A friction hinge device is a very useful device for maintaining an object at a predetermined position or at a predetermined angle. For example, it is used to maintain a display of a notebook computer at a predetermined angle for a main body thereof or to properly adjust and maintain the screen angle of an LCD monitor. That is, in a notebook computer, the friction hinge device combines a cover in which a display is integrated to a main body so that the display can be opened/closed up and down. When the cover is opened, the friction hinge device serves to maintain the cover at a proper angle for the main body by the pressure of the spring and clip therein. In addition, the friction device generates a dynamic torque due to the friction when an object like a cover of a notebook computer is moved or rotated, thus restraining a rapid operation of the object and buffering the shock.

Representative modes presently used for such a friction hinge device are a wrap spring mode, an axial disk compression mode, a roll pin mode and a clip spring mode, and so on.

Such a friction hinge device is advantageous in its own way. However, most of the devices cannot be manufactured to a structure proper to a recent trend pursuing the miniaturization/thinness of products, or even though it can be manufactured in that way, it is complicated to manufacture it and the durability thereof rapidly drops in the case that high torque should be maintained. Therefore, to solve these problems, a friction hinge device of torsion spring mode has been recently developed.

The friction hinge device of torsion spring mode is constructed to adjust both the friction area and the pressure of a spring and to generate a frictional force of a constant size.

FIG. 1 shows a conventional friction hinge device of a torsion spring mode as described above.

As shown in FIG. 1, the friction hinge device has a housing 10, a rotary axis 20 and a torsion spring 30.

The housing 10 has an axial hole 10a and a fixing slot 10b formed at the lower portion of the axial hole 10a.

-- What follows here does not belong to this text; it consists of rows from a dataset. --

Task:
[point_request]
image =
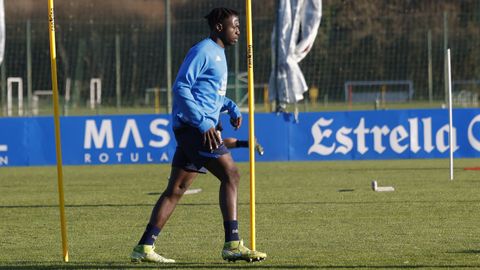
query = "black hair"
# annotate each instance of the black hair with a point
(217, 15)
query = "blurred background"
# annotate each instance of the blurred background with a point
(368, 54)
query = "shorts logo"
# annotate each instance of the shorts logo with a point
(3, 159)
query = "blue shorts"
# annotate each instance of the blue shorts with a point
(191, 154)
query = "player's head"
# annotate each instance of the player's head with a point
(224, 24)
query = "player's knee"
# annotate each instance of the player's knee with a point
(233, 175)
(176, 191)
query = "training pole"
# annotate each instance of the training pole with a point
(251, 121)
(450, 112)
(56, 117)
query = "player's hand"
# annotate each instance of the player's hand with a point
(236, 122)
(211, 139)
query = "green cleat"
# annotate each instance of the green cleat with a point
(146, 253)
(235, 250)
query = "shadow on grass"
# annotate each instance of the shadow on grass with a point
(467, 251)
(246, 203)
(225, 266)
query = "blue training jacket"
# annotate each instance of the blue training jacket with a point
(200, 87)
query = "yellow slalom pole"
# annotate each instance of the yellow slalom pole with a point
(251, 121)
(56, 116)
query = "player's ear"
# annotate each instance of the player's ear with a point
(219, 27)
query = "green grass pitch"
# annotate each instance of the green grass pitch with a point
(310, 215)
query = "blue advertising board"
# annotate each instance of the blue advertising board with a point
(143, 139)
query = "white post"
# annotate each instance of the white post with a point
(95, 92)
(10, 82)
(36, 99)
(450, 114)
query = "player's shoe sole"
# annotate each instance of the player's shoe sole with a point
(235, 251)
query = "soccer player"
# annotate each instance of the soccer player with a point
(232, 142)
(198, 97)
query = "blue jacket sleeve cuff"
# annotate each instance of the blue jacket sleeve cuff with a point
(205, 125)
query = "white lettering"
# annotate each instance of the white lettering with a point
(131, 128)
(134, 157)
(427, 135)
(346, 143)
(377, 138)
(361, 131)
(162, 133)
(3, 160)
(414, 146)
(103, 157)
(442, 139)
(98, 137)
(318, 136)
(164, 157)
(474, 142)
(397, 135)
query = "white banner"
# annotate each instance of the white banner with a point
(299, 21)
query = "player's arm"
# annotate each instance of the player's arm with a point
(233, 111)
(190, 113)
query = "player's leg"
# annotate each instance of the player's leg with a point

The rotary axis 20 has a first axis part 20a which is inserted to the axial hole 10a of the housing 10, a second axis part 20b connected to the end of the first axis part 20a and a fixing part 20c connected to the second axis part 20b and extended to the opposite direction of the first axis part 20a. The first and second axis parts 20a and 20b and the fixing part 20c may be separately or unitedly formed according to the conditions in manufacturing and assembling. A hole for screw 20d is formed at the fixing part 20c. The rotary axis 20 is combined to the cover of a notebook computer by a screw (not shown) fastened through the hole 20d. In this case, the housing 10 is similarly combined to the main body of the notebook computer by the fastening of a screw.

The torsion spring 30 is comprised of a plurality of clip type plate springs and is fixed to the housing 10 by being pressed to the rotary axis 20 and inserted to the axial hole 10a of the housing 10 together with the rotary axis 20.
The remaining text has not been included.